Am I the only one that works on the barter system anymore? If both sides get something they value, it doesn’t matter if what they’re giving has value to the giver or not. Everyone gets what they value in a good barter. In a *great *barter, both sides don’t value what they’re giving, but value what they’re getting. (In this case, possibly, junk to sell and labor, respectively.) If you both walk away feeling like you’ve possibly taken advantage of the other guy, it’s a *perfect *barter.
Or, put more simply, one man’s crap is another man’s treasure.
Me, I wouldn’t care if he sold it for salvage, and I wouldn’t feel, in this case, entitled to any of whatever money he could get for it - I’ve gotten my share of value by getting rid of what is, to me, junk. We do the same thing here in the city, on a smaller scale. Have an old rusted bedframe that’s too trashed for Craig’s List or Freecycle? Put it in the alley and the salvage truck will be by within a couple of hours. Our local one is a couple of guys with this crazy looking truck with a homemade wooden bed. They scour the alleys looking for scrap metal and other stuff to salvage. I don’t have to pay to haul it to the dump, they get whatever they get for rusty bedframes. We all win. My first thought on reading this was that if I had a garage that needed cleaning out, I’d try to get in touch with those guys first, they might see it as Christmas morning and I wouldn’t have to pay them a dime. Maybe this guy’s her local unofficial salvage collector.

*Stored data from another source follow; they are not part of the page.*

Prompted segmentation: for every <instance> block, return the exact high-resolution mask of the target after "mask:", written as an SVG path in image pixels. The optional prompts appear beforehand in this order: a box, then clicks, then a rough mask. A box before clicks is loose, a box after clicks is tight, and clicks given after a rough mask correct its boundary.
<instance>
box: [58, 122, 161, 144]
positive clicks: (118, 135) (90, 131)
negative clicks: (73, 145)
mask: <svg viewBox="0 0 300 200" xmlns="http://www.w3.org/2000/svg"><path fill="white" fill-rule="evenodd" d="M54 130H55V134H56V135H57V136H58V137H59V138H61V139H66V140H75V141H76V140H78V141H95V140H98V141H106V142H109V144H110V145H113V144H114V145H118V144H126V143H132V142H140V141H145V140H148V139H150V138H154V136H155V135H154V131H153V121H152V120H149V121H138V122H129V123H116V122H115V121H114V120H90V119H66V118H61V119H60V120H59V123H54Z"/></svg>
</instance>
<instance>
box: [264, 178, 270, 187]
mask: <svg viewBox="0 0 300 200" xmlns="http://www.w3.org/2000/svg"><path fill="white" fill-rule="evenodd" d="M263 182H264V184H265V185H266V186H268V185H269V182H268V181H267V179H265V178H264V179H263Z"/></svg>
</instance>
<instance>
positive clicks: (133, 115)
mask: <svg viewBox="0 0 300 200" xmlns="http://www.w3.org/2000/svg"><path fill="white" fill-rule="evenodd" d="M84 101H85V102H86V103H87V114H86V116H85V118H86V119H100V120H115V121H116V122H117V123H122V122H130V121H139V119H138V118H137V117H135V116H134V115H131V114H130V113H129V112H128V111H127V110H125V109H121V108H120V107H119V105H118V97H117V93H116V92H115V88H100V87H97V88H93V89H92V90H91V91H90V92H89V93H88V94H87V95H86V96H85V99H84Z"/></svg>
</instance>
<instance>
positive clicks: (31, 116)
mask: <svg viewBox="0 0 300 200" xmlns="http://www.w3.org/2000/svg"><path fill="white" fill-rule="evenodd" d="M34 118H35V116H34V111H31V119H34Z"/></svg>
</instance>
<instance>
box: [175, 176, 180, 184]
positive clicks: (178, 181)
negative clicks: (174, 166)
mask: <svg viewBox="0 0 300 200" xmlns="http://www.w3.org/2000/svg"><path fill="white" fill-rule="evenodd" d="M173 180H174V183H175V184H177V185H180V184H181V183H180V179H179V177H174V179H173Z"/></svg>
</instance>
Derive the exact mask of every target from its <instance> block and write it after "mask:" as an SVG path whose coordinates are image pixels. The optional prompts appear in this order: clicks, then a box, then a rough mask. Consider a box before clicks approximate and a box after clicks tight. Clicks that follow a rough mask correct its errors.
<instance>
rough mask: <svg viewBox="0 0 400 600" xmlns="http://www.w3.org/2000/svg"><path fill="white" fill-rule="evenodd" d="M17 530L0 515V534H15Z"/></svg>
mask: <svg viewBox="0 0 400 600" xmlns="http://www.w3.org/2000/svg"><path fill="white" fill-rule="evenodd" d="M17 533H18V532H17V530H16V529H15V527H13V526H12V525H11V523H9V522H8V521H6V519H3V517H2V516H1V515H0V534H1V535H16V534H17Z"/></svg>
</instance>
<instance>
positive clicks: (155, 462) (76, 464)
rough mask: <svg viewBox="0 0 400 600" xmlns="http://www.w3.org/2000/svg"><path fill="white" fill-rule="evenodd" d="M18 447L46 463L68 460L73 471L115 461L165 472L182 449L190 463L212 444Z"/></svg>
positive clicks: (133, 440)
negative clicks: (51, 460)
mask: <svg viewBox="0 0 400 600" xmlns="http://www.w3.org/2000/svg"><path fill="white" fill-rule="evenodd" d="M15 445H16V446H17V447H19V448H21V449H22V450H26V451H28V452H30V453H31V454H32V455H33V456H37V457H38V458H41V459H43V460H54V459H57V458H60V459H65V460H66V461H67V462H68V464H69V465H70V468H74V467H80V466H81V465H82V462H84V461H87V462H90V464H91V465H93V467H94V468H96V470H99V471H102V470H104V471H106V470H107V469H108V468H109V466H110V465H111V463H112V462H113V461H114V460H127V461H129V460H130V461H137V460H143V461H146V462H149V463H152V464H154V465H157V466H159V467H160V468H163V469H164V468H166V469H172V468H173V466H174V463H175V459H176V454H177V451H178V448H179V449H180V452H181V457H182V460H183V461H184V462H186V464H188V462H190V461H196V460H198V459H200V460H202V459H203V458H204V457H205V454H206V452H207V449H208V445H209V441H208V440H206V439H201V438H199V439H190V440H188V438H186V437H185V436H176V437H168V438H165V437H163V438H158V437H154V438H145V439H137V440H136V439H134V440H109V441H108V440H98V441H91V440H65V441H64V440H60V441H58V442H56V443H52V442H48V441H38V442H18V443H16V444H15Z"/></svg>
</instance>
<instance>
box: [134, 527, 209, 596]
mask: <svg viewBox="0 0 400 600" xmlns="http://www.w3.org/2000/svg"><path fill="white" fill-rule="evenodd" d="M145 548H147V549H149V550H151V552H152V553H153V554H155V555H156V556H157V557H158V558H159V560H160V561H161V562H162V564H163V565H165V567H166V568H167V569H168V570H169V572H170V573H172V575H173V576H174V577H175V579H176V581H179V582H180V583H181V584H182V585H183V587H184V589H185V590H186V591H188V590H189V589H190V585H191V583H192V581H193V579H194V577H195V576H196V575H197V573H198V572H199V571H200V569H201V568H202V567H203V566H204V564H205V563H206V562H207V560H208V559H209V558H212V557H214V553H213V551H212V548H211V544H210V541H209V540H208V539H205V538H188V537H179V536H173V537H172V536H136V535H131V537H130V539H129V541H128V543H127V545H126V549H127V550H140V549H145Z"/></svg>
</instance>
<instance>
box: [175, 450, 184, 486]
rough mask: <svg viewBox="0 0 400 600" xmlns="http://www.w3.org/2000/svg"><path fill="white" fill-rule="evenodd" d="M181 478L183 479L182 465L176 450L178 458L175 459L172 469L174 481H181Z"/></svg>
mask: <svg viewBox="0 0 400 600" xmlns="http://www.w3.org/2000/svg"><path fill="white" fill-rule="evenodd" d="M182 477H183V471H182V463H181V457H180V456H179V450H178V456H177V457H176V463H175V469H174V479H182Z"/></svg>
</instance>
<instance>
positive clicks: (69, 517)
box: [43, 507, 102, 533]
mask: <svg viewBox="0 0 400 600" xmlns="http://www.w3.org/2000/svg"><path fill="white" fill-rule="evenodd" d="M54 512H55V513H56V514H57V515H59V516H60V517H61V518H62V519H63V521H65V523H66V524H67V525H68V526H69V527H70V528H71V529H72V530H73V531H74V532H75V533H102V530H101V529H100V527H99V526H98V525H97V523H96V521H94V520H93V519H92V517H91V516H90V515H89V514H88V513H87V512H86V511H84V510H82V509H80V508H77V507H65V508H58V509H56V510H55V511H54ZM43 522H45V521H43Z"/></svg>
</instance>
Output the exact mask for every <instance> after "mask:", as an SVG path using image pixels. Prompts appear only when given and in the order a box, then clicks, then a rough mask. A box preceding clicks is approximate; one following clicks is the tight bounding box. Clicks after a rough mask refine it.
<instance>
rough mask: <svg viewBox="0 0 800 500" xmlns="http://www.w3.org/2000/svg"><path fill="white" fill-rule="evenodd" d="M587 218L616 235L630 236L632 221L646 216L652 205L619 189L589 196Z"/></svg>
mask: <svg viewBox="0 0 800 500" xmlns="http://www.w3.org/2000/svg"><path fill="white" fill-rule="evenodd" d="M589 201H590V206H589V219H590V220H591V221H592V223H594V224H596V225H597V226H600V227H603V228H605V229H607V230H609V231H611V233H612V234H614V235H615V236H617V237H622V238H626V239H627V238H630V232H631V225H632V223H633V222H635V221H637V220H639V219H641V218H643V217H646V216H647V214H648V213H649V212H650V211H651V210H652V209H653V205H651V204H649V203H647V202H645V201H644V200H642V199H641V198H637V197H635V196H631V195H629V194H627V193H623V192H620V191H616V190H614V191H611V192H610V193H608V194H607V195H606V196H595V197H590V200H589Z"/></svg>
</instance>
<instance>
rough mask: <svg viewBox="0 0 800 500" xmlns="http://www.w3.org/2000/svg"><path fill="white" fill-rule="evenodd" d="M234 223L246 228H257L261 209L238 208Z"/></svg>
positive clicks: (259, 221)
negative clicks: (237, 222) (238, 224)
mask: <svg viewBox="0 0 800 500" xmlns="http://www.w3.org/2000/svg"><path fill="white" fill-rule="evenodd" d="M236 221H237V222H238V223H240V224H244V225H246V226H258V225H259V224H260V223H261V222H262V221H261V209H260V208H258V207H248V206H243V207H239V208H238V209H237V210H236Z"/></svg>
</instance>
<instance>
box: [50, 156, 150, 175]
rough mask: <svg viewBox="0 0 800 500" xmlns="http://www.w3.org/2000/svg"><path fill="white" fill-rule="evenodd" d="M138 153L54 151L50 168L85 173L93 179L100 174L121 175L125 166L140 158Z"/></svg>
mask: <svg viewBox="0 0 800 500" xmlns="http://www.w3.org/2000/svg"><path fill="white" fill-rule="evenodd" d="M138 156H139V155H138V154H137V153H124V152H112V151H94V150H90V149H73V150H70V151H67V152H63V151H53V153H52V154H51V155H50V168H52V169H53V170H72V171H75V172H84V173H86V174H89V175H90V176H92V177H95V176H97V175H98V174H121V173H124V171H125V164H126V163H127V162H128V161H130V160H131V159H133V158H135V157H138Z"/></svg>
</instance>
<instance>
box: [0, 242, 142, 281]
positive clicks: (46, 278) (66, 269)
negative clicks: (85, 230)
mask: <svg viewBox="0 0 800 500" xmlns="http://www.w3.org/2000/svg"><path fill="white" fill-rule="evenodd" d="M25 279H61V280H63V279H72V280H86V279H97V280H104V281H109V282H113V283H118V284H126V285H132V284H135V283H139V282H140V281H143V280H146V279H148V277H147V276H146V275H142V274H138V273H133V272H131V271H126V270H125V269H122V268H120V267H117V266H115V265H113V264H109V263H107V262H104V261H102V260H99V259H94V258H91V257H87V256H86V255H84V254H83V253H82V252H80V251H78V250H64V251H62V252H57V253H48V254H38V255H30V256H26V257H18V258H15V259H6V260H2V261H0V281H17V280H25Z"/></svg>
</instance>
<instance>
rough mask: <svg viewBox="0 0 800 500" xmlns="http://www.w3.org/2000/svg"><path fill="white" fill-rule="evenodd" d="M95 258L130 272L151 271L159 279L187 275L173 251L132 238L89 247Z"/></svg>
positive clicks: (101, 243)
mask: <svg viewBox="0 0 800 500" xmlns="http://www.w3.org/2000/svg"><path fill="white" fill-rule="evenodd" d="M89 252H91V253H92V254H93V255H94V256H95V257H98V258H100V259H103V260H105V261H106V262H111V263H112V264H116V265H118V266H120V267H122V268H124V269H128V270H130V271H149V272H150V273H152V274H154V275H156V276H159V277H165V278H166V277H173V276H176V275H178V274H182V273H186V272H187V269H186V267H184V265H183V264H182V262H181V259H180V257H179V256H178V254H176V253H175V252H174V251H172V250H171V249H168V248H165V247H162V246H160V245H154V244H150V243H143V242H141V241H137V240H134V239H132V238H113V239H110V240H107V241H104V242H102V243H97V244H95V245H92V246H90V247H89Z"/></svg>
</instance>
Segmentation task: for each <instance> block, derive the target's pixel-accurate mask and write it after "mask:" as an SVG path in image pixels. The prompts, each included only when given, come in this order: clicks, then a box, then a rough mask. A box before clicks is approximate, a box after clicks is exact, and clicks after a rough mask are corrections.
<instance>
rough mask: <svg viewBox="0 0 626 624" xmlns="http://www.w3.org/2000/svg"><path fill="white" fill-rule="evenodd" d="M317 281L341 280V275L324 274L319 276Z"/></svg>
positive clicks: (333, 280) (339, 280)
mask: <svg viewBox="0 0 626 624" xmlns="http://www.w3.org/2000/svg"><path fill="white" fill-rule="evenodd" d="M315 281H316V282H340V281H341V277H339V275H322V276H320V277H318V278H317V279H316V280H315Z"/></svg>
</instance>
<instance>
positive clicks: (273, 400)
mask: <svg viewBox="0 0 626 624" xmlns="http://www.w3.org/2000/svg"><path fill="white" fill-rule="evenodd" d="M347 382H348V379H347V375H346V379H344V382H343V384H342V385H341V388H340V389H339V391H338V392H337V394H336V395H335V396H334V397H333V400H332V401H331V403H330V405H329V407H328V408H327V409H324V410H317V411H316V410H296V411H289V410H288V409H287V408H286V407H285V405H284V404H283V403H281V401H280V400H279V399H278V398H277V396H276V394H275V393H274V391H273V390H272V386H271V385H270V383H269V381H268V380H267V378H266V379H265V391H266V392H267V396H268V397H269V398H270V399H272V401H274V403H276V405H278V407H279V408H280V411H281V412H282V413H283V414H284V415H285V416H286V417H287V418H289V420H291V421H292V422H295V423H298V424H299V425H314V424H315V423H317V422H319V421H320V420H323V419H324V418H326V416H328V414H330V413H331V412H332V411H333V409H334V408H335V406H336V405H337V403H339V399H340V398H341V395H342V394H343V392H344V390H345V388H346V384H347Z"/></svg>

But yes, I agree that the homeowner has an ethical responsibility to ensure that the stuff isn’t being illegally dumped.
I think you’re way underestimating the cost of the job. The guy probably has to pay wherever he takes the stuff. If any of it’s “toxic” there’s an extra charge for that. It’s going to cost you at least a couple of hundred dollars.
Toxic and hazardous open new cans of worms. Is the party removing the stuff aware of the hazard? Have they prepared a proper hazardous waste manifest? Are they a licensed hazardous waste hauler? Are they conveying said waste to a licensed receiving facility?